Or, to put it another way: Long before the failure of the highly touted "Green Revolution" . .. long before massive oil spills, leaking vats of nuclear waste, and the pop-top beer can . . long before smog, pesticides, industrial contamination, and other pollutants began killing tens of thousands of people annually . . . Walter Prescott Webb realized that science actually creates nothing. It only accelerates the destruction of what is already there.
"Which would you rather have," Webb asked, "the earth as it was in 1500—before the Age of Science—with its natural forests, clear streams, virgin soils, and precious metals intact? Or the earth as it is now ... covered with stumps, foul streams, eroded soils, and left with a depleted store of precious metals? Technology has given us the luxuries and comforts in a riotous holiday in which we can eat and breed, but all the time it is sawing off the limb on which it complacently sits, on which civilization rests."

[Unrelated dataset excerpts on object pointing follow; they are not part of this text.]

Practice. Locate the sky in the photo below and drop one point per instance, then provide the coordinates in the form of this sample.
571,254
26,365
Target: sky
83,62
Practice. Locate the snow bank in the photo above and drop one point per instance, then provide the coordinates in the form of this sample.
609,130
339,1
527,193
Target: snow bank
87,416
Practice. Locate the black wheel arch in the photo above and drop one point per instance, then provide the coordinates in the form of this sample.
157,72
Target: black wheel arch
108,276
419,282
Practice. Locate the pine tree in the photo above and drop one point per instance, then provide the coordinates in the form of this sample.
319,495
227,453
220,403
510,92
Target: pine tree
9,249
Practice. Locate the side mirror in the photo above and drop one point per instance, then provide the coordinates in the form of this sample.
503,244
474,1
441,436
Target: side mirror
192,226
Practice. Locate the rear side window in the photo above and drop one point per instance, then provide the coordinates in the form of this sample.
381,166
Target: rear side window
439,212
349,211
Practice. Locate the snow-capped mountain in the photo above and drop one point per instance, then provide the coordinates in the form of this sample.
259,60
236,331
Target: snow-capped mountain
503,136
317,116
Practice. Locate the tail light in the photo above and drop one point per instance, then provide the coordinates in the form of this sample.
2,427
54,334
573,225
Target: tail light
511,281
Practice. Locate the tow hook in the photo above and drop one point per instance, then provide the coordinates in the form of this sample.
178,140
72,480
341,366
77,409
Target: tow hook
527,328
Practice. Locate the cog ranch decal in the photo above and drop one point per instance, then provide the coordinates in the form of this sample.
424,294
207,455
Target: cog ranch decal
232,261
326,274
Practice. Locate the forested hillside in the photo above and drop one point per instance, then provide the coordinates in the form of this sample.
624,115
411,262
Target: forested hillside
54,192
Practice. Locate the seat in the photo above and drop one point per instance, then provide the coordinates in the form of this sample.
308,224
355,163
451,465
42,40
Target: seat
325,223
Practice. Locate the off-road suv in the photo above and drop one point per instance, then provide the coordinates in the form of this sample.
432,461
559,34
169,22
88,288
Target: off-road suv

Nor was Webb misled by the "there's always more where that came from" philosophy which dominated the world's energy industries throughout the late 1940's and early 1950's. The Great Frontier pointedly quoted M. King Hubbert—then Associate Director of the Shell Oil Company—who was, by the end of the 40's, already predicting that U.S. petroleum production would peak (exactly as it did!) in the late 1960's. The book also quoted Hubbert's appeal for the stabilization of population and a switch to solar, wind, and water power. "Otherwise," said Hubbert, "we'll suffer a debacle". . . which is precisely what today's "energy crunch" now threatens to turn into.